October 24, 2016
Rooted deep in the South, Bluffton, S.C., has long been the quintessential sleepy little town. Increased development in nearby Hilton Head Island and recognition of the city’s historical buildings starting drawing in visitors in the late 1990s, and now the area is a flourishing haven for creative professionals and the perfect setting for a showroom.
“This town used to be the kind one passed and didn’t even know they had even been by it; now it is a destination,” said Amy Dickson, owner and designer at La Source Showroom. “We chose a space in the heart of Old Town [for the showroom] because we wanted to be in an area that was authentic, walk-able and retail friendly.”
Solving Space Constraints
The showroom had to fit within the front section of a shopping center, which was 700 square feet in total with offices in the back. The actual showroom was only a modest 400 square feet, and it needed to incorporate what most 2,000-sq.-ft. showrooms had to offer.
Dickson’s solution was to design a showroom with the appearance of a large kitchen, but it would showcase multiple design and product options without making the space feel disjointed. In that way, it would ultimately combine modern, transitional and traditional displays that all blend with each other and can be combined in any project.
“Each display can be paired with [another] in terms of colors and textures,” said Dickson. “The flooring and walls can also work with each display. It is truly a blend of all styles, and it includes elements from practical layouts in most kitchens, including an island, integrated appliances, ranges, wall ovens and cooktops.”
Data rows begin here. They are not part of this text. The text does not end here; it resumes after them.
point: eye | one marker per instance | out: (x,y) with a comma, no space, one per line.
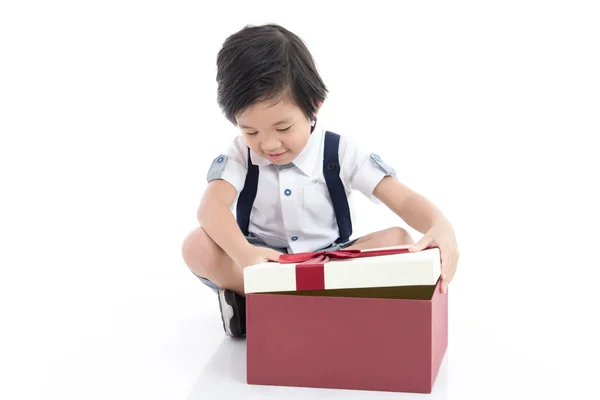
(285,129)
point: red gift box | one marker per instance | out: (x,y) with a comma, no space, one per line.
(349,319)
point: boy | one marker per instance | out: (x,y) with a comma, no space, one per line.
(291,178)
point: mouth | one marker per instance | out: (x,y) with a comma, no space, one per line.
(275,156)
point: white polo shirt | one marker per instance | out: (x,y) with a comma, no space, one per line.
(292,208)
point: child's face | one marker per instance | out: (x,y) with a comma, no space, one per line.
(277,132)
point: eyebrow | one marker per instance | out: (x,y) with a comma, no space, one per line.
(283,121)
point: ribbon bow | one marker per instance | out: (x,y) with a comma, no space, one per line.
(321,257)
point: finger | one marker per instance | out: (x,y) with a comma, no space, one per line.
(274,256)
(452,269)
(445,266)
(421,244)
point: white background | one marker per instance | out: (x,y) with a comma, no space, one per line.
(490,109)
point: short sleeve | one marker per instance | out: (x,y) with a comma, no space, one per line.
(363,169)
(231,166)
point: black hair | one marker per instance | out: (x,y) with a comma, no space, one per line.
(264,62)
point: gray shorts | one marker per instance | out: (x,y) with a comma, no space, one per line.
(258,242)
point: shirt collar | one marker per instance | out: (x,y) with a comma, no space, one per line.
(306,160)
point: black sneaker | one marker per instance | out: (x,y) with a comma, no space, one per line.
(233,312)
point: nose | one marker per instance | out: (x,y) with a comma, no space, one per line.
(270,145)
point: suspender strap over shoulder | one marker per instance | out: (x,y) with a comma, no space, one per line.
(247,196)
(331,172)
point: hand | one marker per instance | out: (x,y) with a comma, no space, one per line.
(258,255)
(442,236)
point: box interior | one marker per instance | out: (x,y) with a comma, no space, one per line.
(423,292)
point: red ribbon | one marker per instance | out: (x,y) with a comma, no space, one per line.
(310,267)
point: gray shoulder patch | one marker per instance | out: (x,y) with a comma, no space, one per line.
(217,167)
(382,165)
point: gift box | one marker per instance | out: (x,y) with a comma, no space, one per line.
(348,319)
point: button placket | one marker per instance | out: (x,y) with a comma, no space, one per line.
(291,204)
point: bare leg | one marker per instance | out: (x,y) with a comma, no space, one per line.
(206,259)
(388,237)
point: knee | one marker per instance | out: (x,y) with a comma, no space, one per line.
(199,252)
(398,236)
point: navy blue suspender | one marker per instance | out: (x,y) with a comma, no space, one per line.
(247,196)
(331,172)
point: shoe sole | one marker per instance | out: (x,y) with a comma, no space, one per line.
(226,312)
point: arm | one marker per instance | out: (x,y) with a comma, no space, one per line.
(215,217)
(416,210)
(422,215)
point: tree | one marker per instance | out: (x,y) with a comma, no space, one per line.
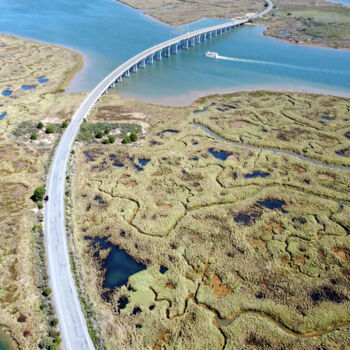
(54,322)
(99,134)
(38,194)
(126,139)
(64,124)
(133,137)
(49,129)
(111,138)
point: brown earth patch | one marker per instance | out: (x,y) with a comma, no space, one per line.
(18,190)
(299,169)
(324,177)
(164,206)
(237,123)
(275,227)
(340,253)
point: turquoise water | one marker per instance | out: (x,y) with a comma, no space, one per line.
(4,343)
(108,33)
(344,2)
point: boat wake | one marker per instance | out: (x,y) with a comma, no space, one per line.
(284,65)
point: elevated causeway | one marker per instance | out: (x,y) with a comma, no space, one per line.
(71,319)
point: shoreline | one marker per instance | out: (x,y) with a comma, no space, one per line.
(69,76)
(193,96)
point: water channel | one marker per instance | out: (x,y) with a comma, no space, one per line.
(108,33)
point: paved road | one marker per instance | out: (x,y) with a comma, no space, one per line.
(71,319)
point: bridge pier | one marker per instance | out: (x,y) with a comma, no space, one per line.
(150,59)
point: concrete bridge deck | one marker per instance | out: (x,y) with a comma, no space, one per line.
(71,319)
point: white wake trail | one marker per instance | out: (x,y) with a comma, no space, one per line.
(284,65)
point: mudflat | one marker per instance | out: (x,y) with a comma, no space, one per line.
(241,248)
(32,78)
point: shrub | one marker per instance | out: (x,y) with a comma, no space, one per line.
(133,137)
(47,291)
(43,306)
(99,134)
(126,139)
(64,124)
(111,138)
(38,194)
(49,129)
(54,322)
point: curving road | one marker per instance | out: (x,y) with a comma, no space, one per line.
(71,319)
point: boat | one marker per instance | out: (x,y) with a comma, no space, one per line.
(211,54)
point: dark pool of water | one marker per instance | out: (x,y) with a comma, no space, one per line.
(122,302)
(200,110)
(88,155)
(223,155)
(144,162)
(27,87)
(42,79)
(170,131)
(118,265)
(273,204)
(256,174)
(6,92)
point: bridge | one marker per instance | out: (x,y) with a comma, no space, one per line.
(71,319)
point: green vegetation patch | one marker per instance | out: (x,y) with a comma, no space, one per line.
(245,248)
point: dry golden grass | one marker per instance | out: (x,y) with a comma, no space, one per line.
(179,12)
(22,168)
(240,275)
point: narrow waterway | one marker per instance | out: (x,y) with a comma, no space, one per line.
(108,33)
(288,153)
(4,342)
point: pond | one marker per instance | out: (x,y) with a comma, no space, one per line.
(223,155)
(118,265)
(5,343)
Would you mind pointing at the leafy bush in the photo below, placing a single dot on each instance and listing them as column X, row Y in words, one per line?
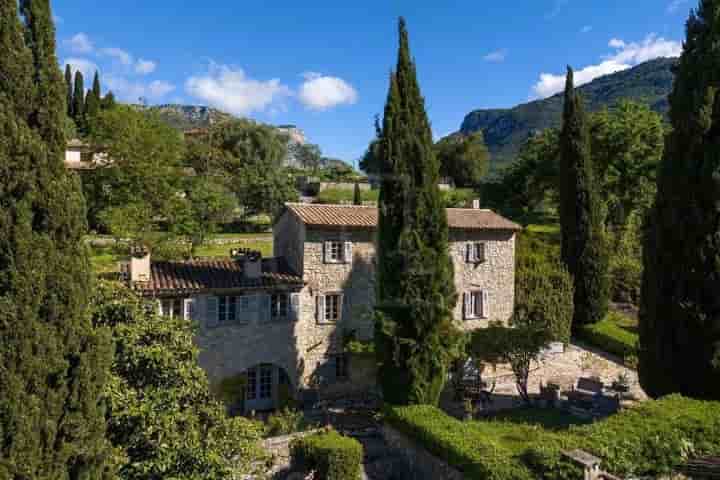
column 464, row 445
column 648, row 440
column 285, row 422
column 339, row 195
column 162, row 420
column 544, row 289
column 613, row 335
column 331, row 455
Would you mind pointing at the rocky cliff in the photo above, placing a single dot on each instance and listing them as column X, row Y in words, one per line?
column 505, row 130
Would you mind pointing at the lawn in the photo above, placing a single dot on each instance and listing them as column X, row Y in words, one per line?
column 106, row 259
column 616, row 334
column 648, row 440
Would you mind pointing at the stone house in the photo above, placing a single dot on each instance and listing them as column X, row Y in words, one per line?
column 282, row 322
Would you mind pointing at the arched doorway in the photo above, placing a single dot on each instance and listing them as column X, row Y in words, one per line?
column 268, row 385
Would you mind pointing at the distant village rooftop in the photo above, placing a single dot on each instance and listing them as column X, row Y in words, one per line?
column 356, row 216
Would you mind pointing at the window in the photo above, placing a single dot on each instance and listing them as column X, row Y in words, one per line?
column 332, row 307
column 252, row 384
column 172, row 307
column 341, row 367
column 337, row 251
column 279, row 306
column 475, row 252
column 475, row 305
column 227, row 309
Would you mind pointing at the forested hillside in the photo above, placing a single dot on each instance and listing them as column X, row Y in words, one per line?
column 505, row 130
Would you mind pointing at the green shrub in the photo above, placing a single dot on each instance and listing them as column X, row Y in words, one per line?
column 331, row 455
column 649, row 440
column 464, row 445
column 612, row 335
column 285, row 422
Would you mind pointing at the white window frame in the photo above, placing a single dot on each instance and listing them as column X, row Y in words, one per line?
column 225, row 313
column 337, row 251
column 475, row 300
column 476, row 252
column 172, row 307
column 277, row 301
column 330, row 307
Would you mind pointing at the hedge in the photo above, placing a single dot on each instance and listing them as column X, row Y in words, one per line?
column 609, row 336
column 331, row 455
column 648, row 440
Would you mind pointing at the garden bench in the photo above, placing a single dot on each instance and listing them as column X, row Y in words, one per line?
column 585, row 392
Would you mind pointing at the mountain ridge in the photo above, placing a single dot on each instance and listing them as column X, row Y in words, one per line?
column 506, row 129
One set of cabinetry is modern European style, with an induction cooktop, glossy white cabinetry and black stone countertops and a backsplash. Across is a transitional look, with dark cabinetry and integrated appliances. A traditional kitchen is perpendicular to both of these, with a stone backsplash, gray cabinetry and a La Cornue range to pull it together. A large wood island with a white countertop centers the room.
Unifying the Space
According to Dickson, the key to blending three genres was to use neutrals.
“I used different materials for every surface to show visual interest,” she said, “but I played up texture and played down sheen so they all seem to get along.”
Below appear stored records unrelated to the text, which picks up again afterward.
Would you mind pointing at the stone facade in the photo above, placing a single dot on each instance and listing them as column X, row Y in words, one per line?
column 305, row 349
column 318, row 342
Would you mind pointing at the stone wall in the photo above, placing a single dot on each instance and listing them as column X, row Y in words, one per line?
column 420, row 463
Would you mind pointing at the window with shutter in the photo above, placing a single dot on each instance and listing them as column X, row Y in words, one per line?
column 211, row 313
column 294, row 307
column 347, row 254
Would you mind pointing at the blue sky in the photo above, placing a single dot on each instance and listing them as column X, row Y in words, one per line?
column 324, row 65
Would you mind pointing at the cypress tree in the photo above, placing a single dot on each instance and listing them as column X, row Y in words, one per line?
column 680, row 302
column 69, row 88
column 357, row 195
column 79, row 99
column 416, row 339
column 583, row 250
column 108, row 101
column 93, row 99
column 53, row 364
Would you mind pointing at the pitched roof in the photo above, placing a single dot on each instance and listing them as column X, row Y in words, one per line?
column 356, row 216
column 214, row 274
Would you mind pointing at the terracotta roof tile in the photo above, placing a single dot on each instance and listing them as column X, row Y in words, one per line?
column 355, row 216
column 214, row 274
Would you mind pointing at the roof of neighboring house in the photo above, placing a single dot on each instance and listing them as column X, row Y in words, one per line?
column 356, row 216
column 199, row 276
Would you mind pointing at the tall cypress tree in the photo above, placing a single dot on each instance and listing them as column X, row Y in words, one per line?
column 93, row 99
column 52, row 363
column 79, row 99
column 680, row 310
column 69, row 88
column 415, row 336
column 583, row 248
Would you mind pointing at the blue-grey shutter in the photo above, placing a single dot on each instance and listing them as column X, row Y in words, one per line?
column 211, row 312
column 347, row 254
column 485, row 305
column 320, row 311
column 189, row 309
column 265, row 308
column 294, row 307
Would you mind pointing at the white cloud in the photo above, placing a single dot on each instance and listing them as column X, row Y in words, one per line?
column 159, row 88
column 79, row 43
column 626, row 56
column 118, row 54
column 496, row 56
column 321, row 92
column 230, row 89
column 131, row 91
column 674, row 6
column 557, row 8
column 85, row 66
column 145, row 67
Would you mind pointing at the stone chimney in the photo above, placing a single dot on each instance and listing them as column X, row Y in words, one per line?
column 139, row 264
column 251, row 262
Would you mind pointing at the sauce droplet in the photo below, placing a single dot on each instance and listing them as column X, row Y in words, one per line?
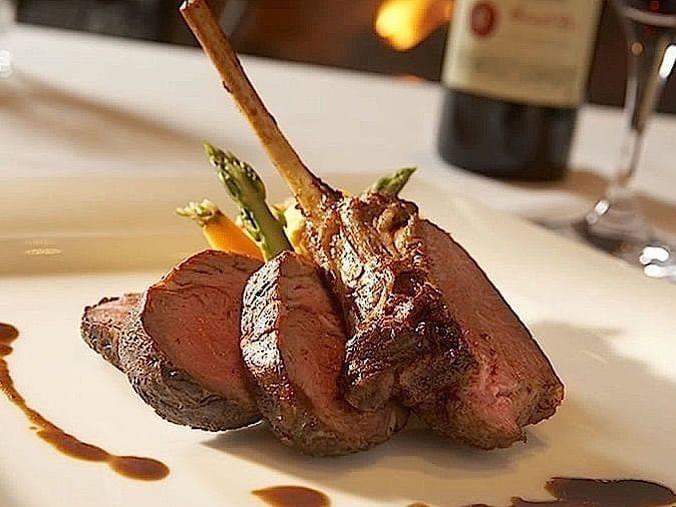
column 575, row 492
column 292, row 496
column 135, row 468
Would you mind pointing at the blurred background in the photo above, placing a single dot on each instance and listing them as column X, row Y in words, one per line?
column 397, row 37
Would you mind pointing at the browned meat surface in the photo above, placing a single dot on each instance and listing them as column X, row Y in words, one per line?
column 293, row 343
column 103, row 323
column 403, row 343
column 427, row 327
column 514, row 385
column 181, row 348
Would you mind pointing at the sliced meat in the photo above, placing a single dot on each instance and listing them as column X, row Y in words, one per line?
column 514, row 384
column 181, row 347
column 293, row 344
column 102, row 325
column 403, row 344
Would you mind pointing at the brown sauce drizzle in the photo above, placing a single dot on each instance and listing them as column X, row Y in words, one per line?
column 573, row 492
column 292, row 496
column 146, row 469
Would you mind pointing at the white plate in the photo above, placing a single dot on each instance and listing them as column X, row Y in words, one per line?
column 608, row 331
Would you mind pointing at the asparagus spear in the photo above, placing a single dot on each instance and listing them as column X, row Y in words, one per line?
column 312, row 193
column 220, row 232
column 393, row 183
column 247, row 190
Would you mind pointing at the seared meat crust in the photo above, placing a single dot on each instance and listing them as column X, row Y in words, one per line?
column 181, row 348
column 293, row 343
The hardwood flooring throughout the room also unifies the showroom, as well as the white walls, trim and ceiling. Three types of lighting illuminate the space, including modern streamlined pieces, bronze transitional lights and bell-shaped pendants over the traditional stove.
“The showroom also doesn’t feel overcrowded because clearances were respected and often more generous than some actual home interiors,” said Dickson. “This was done to increase the sense of space and luxury in the small showroom.”
Serving All Clients
It was important to the owner to have a showroom that caters to a variety of clients with a large range of budgets. Most of the displays featured can be built using both stock cabinets and custom-made cabinets.
“The idea is to showcase high design but be able to serve all clients with a variety of budgets, said Dickson. “The La Source showroom was conceived to serve a design–driven market, and the requirement was to provide a consolidated and comfortable space for clients to make design selections without being overwhelmed.”
The variety of appliances and brands around the island showcases how customers can pick and choose their favorite layouts and functionality. All the appliances shown are available in common standard sizes so a client can easily choose their preferred brand.
“I believe if your budget is tight, you should still have designer options, and quality should never be sacrificed,” said Dickson. “If your budget is less constrained, then there can be more options and greater levels of personalization. It’s really up to the client.”